Thursday, October 3, 2013

New Island Formed after Pakistan Earthquake

In September two devastating earthquakes hit Pakistan in less than a week.  The quakes killed a total of 825 people (780 during and after the main shock and 45 during and after the aftershock). The high toll makes the Pakistan earthquakes the most deadly one since the Japan Tsunami.  



The first earthquake on September 24th had a magnitude of 7.7. On 28 September the aftershock hit with a 6.8 magnitude.  The earthquake resulted due to an oblique-strike-slip type motion at shallow crustal depths.   The tectonics of southern Pakistan reflect a complex plate boundary where the India plate slides northward relative to the Eurasia plate in the east, and the Arabia plate subducts northward beneath the Eurasia plate.  Although seismically active, this portion of the Eurasia plate boundary has not experienced large damaging earthquakes in recent history. In the past 40 years, only one significant event has occurred within 120 miles (200 km) of this event, which was a magnitude 6.1 earthquake in July 1990 that killed six people.
It is horrible that the earthquakes were so deadly.  The power of the earthquakes can be measured in another way.  It created a mud volcano and formed a brand new island that is more than 575 feet in diameter and 60 to 70 feet tall (175 by 18 to 21 meters).  The new island formed around 650 feet from the coast near the town of Gwadar. 

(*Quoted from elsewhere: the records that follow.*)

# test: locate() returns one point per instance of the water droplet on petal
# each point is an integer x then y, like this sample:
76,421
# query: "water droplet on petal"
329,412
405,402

The island, called Zalzala Koh, is believed to be the result of a mud volcano that formed when deposits of frozen gas hydrates—which have a large methane content— that were buried beneath between 980 and 2,600 feet of compressed sediment (300 to 800 m).  The heat and friction from the earthquake  converted the gas hydrates from frozen to gaseous, which then escaped and rose to the surface through cracks in the sedimentary rock layers.  Finer, loosely packed sediments also became liquid-like and squeezed up through the cracks forming the island. Locals who ventured to the new land mass shortly after it formed heard a hissing noise at one end and started a fire which was difficult to extinguish due to the large quantity of methane gas.  This is not the first time new islands have formed. In fact, similar islands have appeared in the same region following earthquakes in 1945, 1999, 2001, and 2010. Because of its composition of softer sediments, the sea will erode the island completely within a few months.

Here are some more pictures of the new island.


The new island is covered in dead fish and other sea creatures that are on top of  mud, sand and rock.